TL/DR
- In-network tunneling turns the entire underlay into a PMTUD-blackhole for the overlay
- The lack of a clear solution probably has a lot to do with ambiguity as to the role of tunnel interfaces
- Existing workarounds boil down to either
- “Throw bigger MTU at the underlay”, or
- “Claw back MTU from the overlay”
Verbose
In-network tunneling / IP-overlay Breaks PMTUD
- There’s not a working mechanism for underlay PMTU information to make it into the overlay
- The entire underlay becomes a PMTUD blackhole for the overlay
How Can This Be?
- Hosts and routers have different PMTUD obligations
- Routers only have to generate PTB messages
- Not implement path MTU
- Hosts have to implement/maintain path MTU state
- Devices doing IP-overlay encapsulation are forwarding datagrams (like a router) and generating datagrams (like a host)

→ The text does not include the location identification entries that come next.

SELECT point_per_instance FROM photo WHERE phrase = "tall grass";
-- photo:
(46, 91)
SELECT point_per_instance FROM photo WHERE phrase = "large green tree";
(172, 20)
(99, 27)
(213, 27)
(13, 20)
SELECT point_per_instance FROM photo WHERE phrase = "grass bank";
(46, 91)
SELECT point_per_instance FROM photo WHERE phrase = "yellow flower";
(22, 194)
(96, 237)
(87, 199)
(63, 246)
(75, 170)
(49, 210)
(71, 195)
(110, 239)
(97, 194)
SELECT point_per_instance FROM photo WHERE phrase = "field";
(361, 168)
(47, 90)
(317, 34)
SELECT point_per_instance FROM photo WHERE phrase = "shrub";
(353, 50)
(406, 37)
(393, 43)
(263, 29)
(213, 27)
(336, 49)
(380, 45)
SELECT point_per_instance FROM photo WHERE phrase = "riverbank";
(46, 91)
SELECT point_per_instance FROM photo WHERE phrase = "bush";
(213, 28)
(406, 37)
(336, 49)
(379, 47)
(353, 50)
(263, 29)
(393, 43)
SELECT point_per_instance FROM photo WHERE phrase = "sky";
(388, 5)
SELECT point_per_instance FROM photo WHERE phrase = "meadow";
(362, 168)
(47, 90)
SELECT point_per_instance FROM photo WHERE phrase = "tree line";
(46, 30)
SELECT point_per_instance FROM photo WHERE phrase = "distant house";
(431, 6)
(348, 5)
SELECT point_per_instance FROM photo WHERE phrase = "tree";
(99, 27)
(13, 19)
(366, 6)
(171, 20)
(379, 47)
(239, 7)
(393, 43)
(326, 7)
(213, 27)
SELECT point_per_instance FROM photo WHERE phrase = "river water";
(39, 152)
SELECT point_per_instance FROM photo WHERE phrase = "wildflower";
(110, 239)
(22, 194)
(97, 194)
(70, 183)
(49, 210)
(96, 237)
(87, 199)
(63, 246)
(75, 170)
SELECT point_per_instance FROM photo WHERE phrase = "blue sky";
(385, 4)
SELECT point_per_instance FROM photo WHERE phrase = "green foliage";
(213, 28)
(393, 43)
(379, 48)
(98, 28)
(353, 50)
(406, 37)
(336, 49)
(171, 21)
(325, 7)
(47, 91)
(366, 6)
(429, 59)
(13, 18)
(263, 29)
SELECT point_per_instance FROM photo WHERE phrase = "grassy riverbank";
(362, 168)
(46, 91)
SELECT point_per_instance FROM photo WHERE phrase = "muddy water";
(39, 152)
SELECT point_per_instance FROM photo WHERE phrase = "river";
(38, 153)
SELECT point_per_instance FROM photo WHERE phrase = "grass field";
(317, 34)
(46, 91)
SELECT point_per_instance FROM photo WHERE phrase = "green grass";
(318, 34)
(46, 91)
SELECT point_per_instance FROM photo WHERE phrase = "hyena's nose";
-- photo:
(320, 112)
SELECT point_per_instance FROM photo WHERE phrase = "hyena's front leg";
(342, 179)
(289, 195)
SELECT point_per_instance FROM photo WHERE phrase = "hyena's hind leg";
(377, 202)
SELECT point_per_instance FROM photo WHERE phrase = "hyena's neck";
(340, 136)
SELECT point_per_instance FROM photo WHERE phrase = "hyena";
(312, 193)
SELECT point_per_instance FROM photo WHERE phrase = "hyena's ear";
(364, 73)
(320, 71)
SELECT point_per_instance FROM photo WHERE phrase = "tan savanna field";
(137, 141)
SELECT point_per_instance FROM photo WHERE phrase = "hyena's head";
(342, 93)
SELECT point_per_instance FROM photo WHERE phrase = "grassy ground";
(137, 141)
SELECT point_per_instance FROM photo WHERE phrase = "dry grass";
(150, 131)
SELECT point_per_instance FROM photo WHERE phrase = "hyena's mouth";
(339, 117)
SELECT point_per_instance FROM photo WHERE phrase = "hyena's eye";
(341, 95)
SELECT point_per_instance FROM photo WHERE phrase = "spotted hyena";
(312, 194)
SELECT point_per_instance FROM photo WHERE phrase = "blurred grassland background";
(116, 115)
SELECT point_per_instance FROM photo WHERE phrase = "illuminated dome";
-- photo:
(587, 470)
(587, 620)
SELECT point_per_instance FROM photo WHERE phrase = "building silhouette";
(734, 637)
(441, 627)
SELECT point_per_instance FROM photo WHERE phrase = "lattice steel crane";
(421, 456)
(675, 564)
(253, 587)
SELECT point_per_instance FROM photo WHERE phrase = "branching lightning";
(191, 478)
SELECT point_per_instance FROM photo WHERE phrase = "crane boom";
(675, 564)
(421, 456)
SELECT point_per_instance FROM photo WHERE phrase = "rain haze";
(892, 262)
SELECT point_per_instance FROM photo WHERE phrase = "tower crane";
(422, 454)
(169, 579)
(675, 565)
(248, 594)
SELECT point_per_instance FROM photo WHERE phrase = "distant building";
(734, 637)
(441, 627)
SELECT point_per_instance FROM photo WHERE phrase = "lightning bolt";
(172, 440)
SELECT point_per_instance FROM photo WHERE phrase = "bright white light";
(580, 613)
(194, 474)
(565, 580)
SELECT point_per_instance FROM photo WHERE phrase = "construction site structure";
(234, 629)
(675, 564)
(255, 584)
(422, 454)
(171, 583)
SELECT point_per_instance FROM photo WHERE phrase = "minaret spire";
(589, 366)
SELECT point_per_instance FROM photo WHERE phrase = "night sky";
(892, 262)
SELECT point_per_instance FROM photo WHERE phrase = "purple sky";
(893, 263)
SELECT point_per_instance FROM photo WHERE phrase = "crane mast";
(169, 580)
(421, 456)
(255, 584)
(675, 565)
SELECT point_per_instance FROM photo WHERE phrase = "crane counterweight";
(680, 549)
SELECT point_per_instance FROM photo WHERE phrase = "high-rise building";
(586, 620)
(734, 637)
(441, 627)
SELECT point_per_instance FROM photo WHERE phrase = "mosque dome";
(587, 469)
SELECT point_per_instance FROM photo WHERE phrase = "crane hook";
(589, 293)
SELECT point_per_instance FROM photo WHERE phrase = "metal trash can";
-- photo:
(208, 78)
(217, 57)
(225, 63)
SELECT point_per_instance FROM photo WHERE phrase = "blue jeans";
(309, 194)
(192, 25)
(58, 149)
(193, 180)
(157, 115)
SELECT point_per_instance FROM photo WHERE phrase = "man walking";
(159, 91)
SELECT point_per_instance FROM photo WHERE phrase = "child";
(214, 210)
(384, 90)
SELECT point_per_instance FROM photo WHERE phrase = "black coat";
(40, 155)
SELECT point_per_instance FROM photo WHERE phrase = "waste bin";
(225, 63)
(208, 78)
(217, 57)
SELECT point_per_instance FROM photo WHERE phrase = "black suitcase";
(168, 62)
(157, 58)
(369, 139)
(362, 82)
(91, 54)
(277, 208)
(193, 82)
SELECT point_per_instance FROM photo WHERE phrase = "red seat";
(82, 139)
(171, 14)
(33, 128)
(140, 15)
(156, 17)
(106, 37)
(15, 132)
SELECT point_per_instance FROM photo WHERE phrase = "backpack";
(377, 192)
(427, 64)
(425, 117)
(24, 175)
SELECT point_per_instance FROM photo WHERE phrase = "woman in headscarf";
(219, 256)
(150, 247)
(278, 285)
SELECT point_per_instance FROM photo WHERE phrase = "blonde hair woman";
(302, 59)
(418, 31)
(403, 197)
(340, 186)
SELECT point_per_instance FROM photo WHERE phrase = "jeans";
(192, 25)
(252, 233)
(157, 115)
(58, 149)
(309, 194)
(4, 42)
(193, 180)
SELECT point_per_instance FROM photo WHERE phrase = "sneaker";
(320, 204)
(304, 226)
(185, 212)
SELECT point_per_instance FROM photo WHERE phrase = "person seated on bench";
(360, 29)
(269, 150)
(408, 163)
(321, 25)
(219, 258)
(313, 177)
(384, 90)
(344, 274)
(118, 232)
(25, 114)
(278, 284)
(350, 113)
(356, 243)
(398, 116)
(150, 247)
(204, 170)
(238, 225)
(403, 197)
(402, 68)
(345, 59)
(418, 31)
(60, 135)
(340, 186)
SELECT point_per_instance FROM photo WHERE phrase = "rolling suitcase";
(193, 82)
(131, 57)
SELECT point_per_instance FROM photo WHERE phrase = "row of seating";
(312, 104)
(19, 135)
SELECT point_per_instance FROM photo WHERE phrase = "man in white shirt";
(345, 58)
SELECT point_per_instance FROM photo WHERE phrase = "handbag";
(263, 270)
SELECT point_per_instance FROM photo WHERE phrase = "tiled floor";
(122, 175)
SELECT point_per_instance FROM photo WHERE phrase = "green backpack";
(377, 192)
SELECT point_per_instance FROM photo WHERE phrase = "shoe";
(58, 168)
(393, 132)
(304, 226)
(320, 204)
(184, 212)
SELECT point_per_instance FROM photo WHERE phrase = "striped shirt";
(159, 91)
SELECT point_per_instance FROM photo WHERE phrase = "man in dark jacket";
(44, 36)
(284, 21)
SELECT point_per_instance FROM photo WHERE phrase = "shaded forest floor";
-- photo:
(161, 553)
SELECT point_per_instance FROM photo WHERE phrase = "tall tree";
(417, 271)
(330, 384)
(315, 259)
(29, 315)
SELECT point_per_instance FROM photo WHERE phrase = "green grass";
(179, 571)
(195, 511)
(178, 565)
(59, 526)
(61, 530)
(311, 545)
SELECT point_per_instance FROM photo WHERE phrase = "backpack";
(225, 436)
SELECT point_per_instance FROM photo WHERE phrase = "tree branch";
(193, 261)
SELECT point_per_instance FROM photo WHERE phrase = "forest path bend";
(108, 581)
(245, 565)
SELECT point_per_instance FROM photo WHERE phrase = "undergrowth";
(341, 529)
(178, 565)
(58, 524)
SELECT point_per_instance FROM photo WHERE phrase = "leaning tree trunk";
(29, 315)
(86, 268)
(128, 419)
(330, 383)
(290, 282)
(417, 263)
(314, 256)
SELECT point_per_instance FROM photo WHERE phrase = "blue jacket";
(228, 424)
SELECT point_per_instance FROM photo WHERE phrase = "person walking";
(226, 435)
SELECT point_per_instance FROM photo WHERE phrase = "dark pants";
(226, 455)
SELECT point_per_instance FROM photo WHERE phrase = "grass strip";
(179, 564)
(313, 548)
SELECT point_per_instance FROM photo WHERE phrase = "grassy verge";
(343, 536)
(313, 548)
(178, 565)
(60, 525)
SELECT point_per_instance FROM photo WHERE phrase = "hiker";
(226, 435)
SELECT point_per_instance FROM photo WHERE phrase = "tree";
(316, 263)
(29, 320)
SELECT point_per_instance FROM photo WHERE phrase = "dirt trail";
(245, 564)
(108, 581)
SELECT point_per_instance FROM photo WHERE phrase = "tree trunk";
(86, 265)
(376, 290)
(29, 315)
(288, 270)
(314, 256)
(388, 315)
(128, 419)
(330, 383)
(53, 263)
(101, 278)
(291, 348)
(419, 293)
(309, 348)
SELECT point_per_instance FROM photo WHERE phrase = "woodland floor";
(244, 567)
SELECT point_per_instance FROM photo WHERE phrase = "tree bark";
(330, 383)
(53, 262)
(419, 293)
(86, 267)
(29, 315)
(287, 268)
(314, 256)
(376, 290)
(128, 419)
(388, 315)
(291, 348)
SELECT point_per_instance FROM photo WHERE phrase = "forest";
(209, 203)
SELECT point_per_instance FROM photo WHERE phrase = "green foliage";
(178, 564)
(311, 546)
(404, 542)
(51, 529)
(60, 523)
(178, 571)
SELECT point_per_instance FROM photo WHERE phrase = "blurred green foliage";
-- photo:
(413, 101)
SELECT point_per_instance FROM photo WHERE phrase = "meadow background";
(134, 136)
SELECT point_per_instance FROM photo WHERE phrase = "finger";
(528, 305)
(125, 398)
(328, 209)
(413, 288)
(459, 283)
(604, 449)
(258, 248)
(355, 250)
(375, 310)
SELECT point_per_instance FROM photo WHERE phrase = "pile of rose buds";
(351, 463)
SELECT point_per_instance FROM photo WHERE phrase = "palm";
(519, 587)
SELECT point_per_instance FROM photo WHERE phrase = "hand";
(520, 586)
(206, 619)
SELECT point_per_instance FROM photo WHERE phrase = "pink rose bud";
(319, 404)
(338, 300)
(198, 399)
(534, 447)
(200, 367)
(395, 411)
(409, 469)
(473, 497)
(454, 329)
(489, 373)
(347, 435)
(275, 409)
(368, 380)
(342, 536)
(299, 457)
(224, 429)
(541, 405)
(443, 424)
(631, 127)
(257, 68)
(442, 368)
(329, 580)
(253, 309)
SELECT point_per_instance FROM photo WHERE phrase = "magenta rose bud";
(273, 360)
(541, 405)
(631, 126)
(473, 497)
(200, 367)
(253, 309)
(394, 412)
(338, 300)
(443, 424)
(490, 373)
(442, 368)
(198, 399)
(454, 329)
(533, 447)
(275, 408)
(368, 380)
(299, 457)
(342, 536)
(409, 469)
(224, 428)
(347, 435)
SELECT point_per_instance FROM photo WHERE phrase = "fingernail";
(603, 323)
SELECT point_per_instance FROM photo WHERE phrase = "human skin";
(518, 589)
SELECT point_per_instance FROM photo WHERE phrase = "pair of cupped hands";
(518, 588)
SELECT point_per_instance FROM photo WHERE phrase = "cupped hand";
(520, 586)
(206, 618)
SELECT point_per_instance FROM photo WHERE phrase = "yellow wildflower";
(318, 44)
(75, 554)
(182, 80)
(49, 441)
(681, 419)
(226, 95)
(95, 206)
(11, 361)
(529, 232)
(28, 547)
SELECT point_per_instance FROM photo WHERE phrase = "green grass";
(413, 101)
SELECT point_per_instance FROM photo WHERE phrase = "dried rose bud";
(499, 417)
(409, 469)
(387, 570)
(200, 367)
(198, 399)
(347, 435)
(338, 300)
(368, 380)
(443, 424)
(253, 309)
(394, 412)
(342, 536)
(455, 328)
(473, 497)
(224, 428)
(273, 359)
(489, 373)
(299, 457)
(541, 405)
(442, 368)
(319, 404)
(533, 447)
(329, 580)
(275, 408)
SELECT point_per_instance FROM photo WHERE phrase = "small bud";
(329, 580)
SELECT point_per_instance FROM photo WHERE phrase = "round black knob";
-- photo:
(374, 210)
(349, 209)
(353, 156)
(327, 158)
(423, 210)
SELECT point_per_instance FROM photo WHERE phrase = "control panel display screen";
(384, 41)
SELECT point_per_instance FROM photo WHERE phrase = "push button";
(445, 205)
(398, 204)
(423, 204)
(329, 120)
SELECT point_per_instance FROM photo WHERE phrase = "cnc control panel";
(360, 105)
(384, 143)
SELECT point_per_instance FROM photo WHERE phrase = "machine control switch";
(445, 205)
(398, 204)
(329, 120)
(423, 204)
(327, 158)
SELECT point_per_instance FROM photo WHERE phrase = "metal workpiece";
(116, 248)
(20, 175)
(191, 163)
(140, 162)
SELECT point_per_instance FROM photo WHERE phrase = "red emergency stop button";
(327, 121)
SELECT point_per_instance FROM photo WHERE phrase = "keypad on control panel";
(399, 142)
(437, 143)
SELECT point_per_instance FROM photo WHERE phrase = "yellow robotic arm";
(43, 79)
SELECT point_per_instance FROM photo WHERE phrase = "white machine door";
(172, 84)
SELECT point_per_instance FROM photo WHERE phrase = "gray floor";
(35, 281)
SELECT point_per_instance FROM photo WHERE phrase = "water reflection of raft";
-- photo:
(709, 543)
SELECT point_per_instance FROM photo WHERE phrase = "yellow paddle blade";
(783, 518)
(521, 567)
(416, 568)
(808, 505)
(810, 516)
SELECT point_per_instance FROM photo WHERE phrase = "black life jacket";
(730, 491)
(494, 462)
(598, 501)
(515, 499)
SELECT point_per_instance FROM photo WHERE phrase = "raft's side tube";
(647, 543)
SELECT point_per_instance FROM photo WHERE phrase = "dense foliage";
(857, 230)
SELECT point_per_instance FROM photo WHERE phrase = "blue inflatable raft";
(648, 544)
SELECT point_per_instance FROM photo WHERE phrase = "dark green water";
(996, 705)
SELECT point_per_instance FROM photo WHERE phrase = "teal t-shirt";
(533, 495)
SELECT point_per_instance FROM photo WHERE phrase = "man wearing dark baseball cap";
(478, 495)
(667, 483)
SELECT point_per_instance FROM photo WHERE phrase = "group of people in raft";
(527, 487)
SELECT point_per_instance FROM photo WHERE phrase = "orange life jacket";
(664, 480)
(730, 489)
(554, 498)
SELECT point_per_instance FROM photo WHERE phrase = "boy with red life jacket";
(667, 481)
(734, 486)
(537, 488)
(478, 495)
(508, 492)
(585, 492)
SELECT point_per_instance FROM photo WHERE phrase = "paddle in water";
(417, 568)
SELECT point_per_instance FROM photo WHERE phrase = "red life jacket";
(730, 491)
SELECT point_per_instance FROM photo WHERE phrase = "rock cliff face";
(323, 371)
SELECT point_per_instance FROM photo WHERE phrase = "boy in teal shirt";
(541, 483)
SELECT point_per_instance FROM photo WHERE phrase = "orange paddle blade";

- And (usually) fulfilling the PMTUD obligations of neither role
Overlay/Underlay/Tunnel Interfaces
- What happens when Eth-b receives a PTB to Tu-a?
- Does it send the PTB to Tu-a?
- Does Tu-a xlate the PTB into the overlay?
- Does Tu-a implement path MTU?
- Status quo, basically nothing
- Tu-a isn’t maintaining its own path-MTU state
- Tu-a isn’t translating the PTB into the overlay
Why nothing?
- If Tu-a receives a PTB from the underlay
- The PTB itself doesn’t contain enough information to successfully translate it into the overlay
- Tu-a typically doesn’t implement path-MTU because … (?)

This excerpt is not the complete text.